Just after I started on The Guardian in 1999, I made my first visit to South Asia: a trip to Dhaka, and then Delhi and Rajasthan in India. It was while I was there that I fell into conversation about the great master, Satyajit Ray. “You know The Music Room, of course?” I was asked. Numbly, I shook my head. More education was needed—I made a start on rectifying that, and before I left India I bought a copy of Ray’s fascinating short stories, a collection called Indigo, which is now on my desk as I write.
What happened is we woke up to the existence of massive stars like Amitabh Bachchan, Shahrukh Khan and Aishwarya Rai. Now, I myself have written rather ungallantly about Aishwarya, calling her performances wishy-washy. But I have to put on record that she is easily the most beautiful and glamorous star I have ever seen in the flesh: far more hypnotic than people like, say, Nicole Kidman or George Clooney, whom I have also stood near at various premieres. I once found myself standing near Aishwarya at a dinner at the Cannes Film Festival, and she was like an impossibly gorgeous creature from another planet, with a benign aura. I found myself standing there in a slack-jawed daze. Like everyone else.
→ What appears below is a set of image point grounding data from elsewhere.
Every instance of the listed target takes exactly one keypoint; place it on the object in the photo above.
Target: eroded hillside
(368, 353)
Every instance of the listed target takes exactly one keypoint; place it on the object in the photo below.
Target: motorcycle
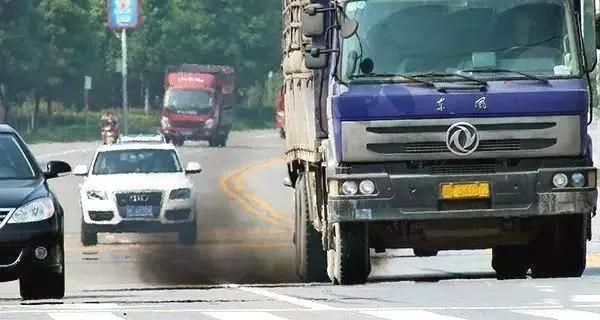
(109, 134)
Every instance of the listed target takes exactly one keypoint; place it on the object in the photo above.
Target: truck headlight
(180, 194)
(577, 180)
(96, 195)
(560, 180)
(36, 210)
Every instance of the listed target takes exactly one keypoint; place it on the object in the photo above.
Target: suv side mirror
(193, 168)
(316, 56)
(55, 168)
(313, 20)
(80, 170)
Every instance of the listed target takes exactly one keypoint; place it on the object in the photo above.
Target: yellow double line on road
(233, 186)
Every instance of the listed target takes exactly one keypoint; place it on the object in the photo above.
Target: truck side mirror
(316, 56)
(313, 20)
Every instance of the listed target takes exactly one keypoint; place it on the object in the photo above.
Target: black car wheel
(89, 237)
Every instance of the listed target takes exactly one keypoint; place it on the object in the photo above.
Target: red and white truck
(198, 104)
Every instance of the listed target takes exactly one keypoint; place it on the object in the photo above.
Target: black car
(31, 221)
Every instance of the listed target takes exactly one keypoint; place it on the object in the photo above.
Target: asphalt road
(242, 267)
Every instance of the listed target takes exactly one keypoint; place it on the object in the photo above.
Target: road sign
(88, 83)
(123, 14)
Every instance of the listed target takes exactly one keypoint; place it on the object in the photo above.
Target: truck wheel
(352, 263)
(311, 259)
(188, 234)
(425, 252)
(89, 237)
(510, 262)
(561, 249)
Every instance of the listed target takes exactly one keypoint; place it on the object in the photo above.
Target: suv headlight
(36, 210)
(96, 195)
(180, 194)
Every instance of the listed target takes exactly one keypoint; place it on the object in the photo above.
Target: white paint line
(561, 314)
(586, 298)
(409, 314)
(283, 298)
(84, 316)
(243, 316)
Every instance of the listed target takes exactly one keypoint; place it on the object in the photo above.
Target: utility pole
(124, 74)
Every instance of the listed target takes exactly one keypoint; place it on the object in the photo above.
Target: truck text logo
(462, 139)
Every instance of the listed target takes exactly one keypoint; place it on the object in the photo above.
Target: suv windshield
(536, 37)
(136, 161)
(188, 101)
(14, 164)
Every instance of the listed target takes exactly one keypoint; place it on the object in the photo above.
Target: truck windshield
(433, 36)
(188, 101)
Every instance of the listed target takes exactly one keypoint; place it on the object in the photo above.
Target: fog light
(349, 188)
(367, 187)
(577, 180)
(41, 253)
(560, 180)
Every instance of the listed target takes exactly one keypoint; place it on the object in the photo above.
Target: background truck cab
(197, 104)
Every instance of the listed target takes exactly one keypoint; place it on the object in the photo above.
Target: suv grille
(139, 205)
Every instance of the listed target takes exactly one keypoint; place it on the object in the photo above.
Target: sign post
(123, 14)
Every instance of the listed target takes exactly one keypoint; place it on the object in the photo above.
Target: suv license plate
(464, 190)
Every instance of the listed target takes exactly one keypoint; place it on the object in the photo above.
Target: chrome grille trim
(506, 137)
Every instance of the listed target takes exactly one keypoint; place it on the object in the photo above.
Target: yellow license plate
(465, 190)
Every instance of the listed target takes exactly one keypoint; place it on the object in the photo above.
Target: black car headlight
(180, 194)
(36, 210)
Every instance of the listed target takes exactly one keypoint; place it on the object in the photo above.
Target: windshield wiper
(449, 75)
(499, 70)
(393, 76)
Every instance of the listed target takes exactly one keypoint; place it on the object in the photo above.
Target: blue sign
(123, 13)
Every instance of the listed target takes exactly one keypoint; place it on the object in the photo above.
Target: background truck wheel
(188, 234)
(311, 259)
(89, 237)
(561, 249)
(425, 252)
(510, 262)
(352, 263)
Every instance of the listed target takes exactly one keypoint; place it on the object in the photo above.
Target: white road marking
(243, 316)
(561, 314)
(293, 300)
(409, 314)
(586, 298)
(84, 316)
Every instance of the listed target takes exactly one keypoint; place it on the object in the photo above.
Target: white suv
(137, 187)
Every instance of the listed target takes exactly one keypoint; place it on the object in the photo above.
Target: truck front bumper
(417, 197)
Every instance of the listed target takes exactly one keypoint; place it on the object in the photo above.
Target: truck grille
(400, 140)
(136, 201)
(186, 124)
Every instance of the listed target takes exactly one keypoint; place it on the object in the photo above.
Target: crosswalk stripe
(561, 314)
(409, 314)
(84, 316)
(243, 316)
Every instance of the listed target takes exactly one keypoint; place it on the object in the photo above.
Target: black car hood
(14, 193)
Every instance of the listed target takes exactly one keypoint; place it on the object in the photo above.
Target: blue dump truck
(440, 125)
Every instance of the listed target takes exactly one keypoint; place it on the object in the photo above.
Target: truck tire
(89, 237)
(560, 252)
(352, 263)
(425, 252)
(510, 262)
(311, 259)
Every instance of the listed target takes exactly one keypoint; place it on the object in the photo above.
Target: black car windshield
(137, 161)
(190, 101)
(535, 37)
(14, 165)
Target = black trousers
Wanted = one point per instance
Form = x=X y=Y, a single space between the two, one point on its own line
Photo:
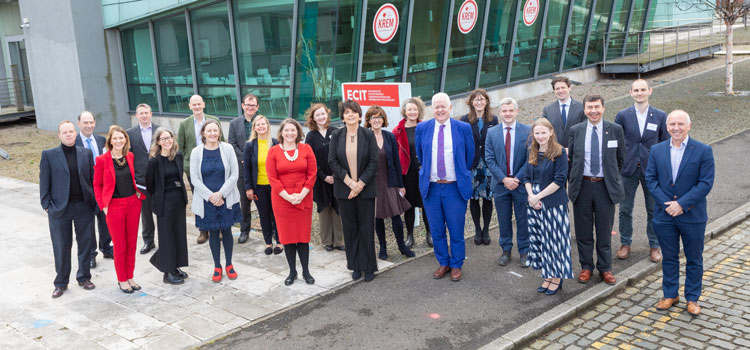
x=172 y=231
x=265 y=212
x=81 y=215
x=594 y=210
x=358 y=221
x=247 y=215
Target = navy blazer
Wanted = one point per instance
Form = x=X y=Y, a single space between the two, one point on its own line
x=695 y=178
x=250 y=162
x=463 y=154
x=637 y=146
x=496 y=157
x=546 y=172
x=54 y=179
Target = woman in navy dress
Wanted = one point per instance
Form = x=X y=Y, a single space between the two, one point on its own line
x=549 y=225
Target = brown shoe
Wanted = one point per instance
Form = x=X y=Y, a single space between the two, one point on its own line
x=608 y=277
x=584 y=276
x=440 y=272
x=693 y=308
x=456 y=274
x=624 y=252
x=666 y=303
x=655 y=255
x=203 y=237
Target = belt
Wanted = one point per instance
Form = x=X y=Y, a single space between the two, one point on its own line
x=444 y=182
x=593 y=179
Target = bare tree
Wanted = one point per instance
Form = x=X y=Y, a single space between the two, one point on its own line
x=729 y=12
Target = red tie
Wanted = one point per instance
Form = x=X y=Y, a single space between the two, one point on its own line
x=507 y=151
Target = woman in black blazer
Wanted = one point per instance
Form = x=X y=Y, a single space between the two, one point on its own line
x=390 y=184
x=257 y=187
x=481 y=120
x=353 y=157
x=165 y=184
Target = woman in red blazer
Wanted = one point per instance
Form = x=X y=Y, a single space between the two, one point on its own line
x=120 y=199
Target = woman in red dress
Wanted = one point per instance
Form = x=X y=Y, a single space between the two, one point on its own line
x=291 y=170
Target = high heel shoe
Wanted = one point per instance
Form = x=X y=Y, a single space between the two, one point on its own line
x=553 y=292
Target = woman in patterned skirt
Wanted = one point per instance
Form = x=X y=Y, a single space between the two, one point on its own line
x=549 y=226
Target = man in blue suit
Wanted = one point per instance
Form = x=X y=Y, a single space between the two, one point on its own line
x=66 y=191
x=445 y=148
x=680 y=175
x=506 y=153
x=644 y=126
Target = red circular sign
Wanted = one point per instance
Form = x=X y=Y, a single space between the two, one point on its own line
x=467 y=16
x=530 y=12
x=385 y=23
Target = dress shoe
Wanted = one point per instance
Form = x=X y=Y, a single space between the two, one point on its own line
x=243 y=237
x=666 y=303
x=147 y=247
x=655 y=255
x=608 y=277
x=290 y=279
x=504 y=258
x=202 y=237
x=58 y=292
x=173 y=278
x=456 y=274
x=584 y=276
x=693 y=308
x=624 y=252
x=86 y=284
x=523 y=261
x=441 y=272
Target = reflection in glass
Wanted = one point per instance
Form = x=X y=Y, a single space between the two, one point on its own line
x=497 y=43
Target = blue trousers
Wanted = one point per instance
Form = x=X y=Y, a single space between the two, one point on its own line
x=445 y=207
x=669 y=235
x=505 y=204
x=630 y=185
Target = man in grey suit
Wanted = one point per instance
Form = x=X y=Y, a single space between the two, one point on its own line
x=565 y=112
x=66 y=190
x=239 y=132
x=597 y=153
x=141 y=136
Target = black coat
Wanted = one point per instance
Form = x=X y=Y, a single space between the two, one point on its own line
x=155 y=182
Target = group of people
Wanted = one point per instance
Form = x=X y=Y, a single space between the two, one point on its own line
x=360 y=174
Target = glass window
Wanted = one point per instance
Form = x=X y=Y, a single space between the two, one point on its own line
x=327 y=42
x=497 y=42
x=527 y=41
x=598 y=31
x=579 y=24
x=554 y=35
x=429 y=22
x=139 y=67
x=381 y=61
x=463 y=52
x=214 y=66
x=173 y=57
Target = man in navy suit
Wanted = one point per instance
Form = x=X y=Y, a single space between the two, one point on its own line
x=445 y=148
x=644 y=126
x=95 y=143
x=680 y=175
x=66 y=190
x=506 y=154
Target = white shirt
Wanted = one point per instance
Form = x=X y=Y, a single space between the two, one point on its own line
x=450 y=169
x=512 y=142
x=676 y=155
x=641 y=119
x=587 y=151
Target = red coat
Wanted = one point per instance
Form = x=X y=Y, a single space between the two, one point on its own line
x=104 y=178
x=293 y=222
Again and again, watching Bollywood movies I have been struck by their emphasis on bittersweet fantasy, and again and again I scribble the same words in the notebook on my lap: “Shakespeare”, or specifically “late Shakespeare”, the Shakespeare of Pericles, The Tempest and Cymbeline. However broad they are, the films have, for me, a connection with something dreamlike and gentle and escapist, which reminds me of Shakespeare—there’s simply no other way to describe it, although I know of no other writer who feels it as strongly as I do.
Now that brings me back to Satyajit Ray’s 1969 film, Days And Nights In The Forest: a wonderful film, which is a perfect example of Ray’s almost miraculous, unforced, untutored cinematic style. When the four bachelors encounter the two women from a well-to-do family in an elegant country estate, it conjures the sublimely Arcadian world of Shakespeare: the world of As You Like It or A Midsummer Night’s Dream.
I found myself re-reading Ray’s short story, Patol Babu, Film Star, about a middle-aged guy, quite the amateur thespian in his youth, who becomes wildly excited to be offered a walk-on part in a movie. All he has to do is bump into the leading man in the street and say the single word: “Oh!” And so, as he waits around for his scene, he frantically starts thinking about he can endow this monosyllable with meaning. This is a lovely, gentle, funny story, building up to something quite different from the embarrassing catastrophe I had been expecting. It’s a reminder of the energy, sophistication, and sheer enjoyment to be had from Ray, and Indian pictures generally.